Efficiency normally comes with economies of scale. As a partner in an outsourced vertical software company, we have hundreds of clients running in our highly tuned hosting cluster, and are able to bring economies of scale to an otherwise ridiculously expensive software niche. Yes, that means that if we have an outage, all of our clients experience an outage as well.
However, we have carefully laid plans for multiple recovery points in a disaster scenario, (Plan B, Plan C, Plan D, etc) and have maintained an uptime significantly better than our clients would typically attain if left to their own devices. We easily manage close to 4 nines of uptime in an industry where the average is realistically around 2 nines. (having "the computer is down" a day or two every year or so is typical)

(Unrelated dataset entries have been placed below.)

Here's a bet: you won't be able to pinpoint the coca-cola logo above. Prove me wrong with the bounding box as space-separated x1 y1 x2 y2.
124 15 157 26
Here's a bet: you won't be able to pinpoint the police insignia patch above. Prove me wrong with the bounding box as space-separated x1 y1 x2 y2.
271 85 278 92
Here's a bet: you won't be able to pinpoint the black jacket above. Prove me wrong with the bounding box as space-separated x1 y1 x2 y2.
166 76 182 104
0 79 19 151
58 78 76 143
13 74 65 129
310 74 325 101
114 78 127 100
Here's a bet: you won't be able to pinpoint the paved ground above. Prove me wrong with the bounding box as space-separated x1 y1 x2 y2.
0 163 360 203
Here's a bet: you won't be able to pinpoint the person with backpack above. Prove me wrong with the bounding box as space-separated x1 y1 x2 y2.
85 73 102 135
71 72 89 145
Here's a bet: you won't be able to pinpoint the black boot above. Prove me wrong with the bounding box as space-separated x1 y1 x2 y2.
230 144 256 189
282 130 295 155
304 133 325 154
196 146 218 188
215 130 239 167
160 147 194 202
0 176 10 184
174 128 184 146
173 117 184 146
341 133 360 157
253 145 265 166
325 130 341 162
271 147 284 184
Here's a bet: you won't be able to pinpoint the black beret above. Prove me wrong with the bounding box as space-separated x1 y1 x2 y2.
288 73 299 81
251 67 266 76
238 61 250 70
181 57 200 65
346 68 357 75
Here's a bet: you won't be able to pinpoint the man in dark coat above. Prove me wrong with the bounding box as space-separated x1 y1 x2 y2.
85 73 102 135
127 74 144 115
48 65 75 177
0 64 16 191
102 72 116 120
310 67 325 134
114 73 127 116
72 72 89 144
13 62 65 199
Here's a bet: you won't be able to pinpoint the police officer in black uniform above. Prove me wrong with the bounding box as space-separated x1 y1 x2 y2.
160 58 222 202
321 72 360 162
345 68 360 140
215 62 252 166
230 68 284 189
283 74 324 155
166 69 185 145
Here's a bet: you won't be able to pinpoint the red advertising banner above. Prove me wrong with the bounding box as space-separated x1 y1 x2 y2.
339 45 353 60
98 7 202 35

Although the Internet is a "network of ends" the truth is that not all ends are created equal. Having a high quality, high speed (100 Mb), reliable (99.99%+) Internet feed in my small-ish hometown of around 80,000 people is ridiculously expensive. But in a nearby city (500,000 people 2 hours' drive) we host our servers in a tier 1 colo at 1/10th the cost of running it all ourselves, with dramatically improved reliability and network performance.
Yes, putting all your eggs in one basket means that if that basket fails, you lose all your eggs. But it also makes it easy to buy just one, really nice basket that won't break and lose your eggs.

--
I have no problem with your religion until you decide it's reason to deprive others of the truth.
just like mainframes by Dan667 · 2012-06-09 16:05 · Score: 4, Insightful

I think it is funny that lessons learned years ago with mainframes are being presented as new by just changing the word mainframe to cloud.